A DraftKings coffee cart ad in NYC
DraftKings has been plastering its logo on street vendors throughout New York — many of whom said they never have sold any advertising on their carts. The daily fantasy site plastered a DraftKings sign on a cart at 45th Street and 6th Avenue, where I buy coffee when I’m in town. It also wrapped its logo on a cart a block away on 44th, where my colleague Terry Lefton occasionally buys smoothies. The vendors love the grassroots campaign, which can put between $250 and $900 per month in their pockets, depending on the size of the cart and whether it can hold more than one poster.
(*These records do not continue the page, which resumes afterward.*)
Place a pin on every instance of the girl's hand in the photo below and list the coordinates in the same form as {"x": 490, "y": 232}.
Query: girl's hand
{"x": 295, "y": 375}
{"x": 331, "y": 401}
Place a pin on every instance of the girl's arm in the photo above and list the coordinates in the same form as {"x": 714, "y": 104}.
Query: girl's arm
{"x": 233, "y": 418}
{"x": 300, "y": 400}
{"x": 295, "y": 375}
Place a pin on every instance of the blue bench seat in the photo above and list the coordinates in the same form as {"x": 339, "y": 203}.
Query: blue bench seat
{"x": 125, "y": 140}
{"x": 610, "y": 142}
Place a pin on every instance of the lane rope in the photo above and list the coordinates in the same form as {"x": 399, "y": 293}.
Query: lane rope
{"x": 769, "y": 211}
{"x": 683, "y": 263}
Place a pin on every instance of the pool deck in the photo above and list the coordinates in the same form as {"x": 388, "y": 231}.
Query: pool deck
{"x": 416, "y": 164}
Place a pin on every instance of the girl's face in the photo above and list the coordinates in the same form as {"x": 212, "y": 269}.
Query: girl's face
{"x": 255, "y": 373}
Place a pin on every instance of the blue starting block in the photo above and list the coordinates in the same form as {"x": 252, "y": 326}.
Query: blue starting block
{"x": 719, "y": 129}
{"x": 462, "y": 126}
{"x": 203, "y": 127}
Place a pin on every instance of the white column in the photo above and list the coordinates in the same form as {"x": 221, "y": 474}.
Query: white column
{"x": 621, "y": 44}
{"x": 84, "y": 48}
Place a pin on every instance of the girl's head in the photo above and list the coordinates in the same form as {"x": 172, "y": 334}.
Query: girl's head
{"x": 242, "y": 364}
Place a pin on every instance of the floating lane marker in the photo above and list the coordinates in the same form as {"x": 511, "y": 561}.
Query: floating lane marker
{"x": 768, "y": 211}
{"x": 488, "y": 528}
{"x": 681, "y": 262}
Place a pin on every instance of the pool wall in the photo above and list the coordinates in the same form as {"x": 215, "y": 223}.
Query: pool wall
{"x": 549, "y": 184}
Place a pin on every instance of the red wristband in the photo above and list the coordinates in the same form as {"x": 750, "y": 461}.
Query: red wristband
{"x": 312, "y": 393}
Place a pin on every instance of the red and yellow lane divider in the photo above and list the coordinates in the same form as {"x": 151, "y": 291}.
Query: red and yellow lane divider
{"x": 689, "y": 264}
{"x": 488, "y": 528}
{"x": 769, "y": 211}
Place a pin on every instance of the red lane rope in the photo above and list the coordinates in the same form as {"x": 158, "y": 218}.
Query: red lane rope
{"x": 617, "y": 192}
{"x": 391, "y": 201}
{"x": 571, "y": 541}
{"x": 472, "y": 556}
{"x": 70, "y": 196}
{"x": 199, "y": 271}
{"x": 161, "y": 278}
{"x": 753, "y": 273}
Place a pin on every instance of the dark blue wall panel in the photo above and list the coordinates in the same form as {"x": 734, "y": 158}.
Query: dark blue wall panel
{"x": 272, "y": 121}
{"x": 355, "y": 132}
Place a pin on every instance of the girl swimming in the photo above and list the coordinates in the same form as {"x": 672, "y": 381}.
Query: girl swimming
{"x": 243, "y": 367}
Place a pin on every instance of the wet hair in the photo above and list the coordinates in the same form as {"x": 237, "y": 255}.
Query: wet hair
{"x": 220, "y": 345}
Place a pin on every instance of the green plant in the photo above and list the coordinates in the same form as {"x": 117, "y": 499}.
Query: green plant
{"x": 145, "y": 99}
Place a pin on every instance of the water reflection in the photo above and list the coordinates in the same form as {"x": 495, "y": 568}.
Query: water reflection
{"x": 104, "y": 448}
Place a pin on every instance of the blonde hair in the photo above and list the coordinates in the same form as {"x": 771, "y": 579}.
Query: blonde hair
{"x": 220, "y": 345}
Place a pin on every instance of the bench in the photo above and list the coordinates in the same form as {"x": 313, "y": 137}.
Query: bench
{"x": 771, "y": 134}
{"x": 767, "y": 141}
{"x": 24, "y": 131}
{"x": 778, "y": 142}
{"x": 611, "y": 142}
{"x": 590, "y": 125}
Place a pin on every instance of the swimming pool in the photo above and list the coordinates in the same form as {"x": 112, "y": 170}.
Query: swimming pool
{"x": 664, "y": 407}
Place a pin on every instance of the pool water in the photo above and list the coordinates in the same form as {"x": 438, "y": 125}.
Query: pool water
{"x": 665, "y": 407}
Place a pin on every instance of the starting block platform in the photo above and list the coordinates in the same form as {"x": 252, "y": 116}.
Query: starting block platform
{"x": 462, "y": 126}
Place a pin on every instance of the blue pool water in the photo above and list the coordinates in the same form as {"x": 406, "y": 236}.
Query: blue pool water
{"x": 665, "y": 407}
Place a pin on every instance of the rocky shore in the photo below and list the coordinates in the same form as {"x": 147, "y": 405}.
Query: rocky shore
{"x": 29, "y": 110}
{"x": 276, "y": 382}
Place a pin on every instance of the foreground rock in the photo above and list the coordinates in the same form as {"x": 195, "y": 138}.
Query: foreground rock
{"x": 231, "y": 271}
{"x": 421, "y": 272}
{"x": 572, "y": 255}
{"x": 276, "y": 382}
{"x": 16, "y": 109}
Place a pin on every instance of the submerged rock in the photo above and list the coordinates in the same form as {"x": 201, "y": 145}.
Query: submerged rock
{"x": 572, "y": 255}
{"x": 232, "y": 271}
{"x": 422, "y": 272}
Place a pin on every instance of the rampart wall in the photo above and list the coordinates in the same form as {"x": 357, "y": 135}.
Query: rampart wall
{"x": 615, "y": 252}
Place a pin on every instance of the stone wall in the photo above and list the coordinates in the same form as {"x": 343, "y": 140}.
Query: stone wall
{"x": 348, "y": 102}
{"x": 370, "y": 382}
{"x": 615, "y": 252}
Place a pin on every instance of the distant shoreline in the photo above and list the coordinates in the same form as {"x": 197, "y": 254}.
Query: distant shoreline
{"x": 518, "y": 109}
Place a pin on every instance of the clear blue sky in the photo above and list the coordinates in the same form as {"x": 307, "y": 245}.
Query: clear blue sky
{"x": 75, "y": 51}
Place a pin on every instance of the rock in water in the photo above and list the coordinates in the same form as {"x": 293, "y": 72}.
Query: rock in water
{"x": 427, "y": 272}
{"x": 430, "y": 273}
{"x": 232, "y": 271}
James Samdy has owned my favorite Manhattan coffee cart for the past 15 years. He said DraftKings pays him $250 per month to put its logo on one side of his cart. A 39-year-old sports fan from Afghanistan, Samdy has played daily fantasy once, but in late August, he saw an online offer to carry the site’s advertising message. He has never had advertising on his cart but decided to sign up. A DraftKings sales rep and installer visited him the next day.  DraftKings offered the $250 per month to put a sign on one side of his cart, $500 per month to put it on both.
Not a bad haul for a vendor who charges $2 for a large coffee.

Samdy opted to put the logo on one side, as he uses the other side to display bagels and pastries. “It took about two minutes,” he said.

A block away, Tan Van, 30, tells a different story. Van, who sells a large smoothie for $5, says he was approached on the street by a DraftKings sales rep who offered $300 per month to put the site’s logos on both sides of his cart. Having never sold advertising on his cart before, Tan eagerly accepted — though he says he should have negotiated a better deal. As soon as the signs went up, a second salesman told him that he would have paid Tan $300 per side.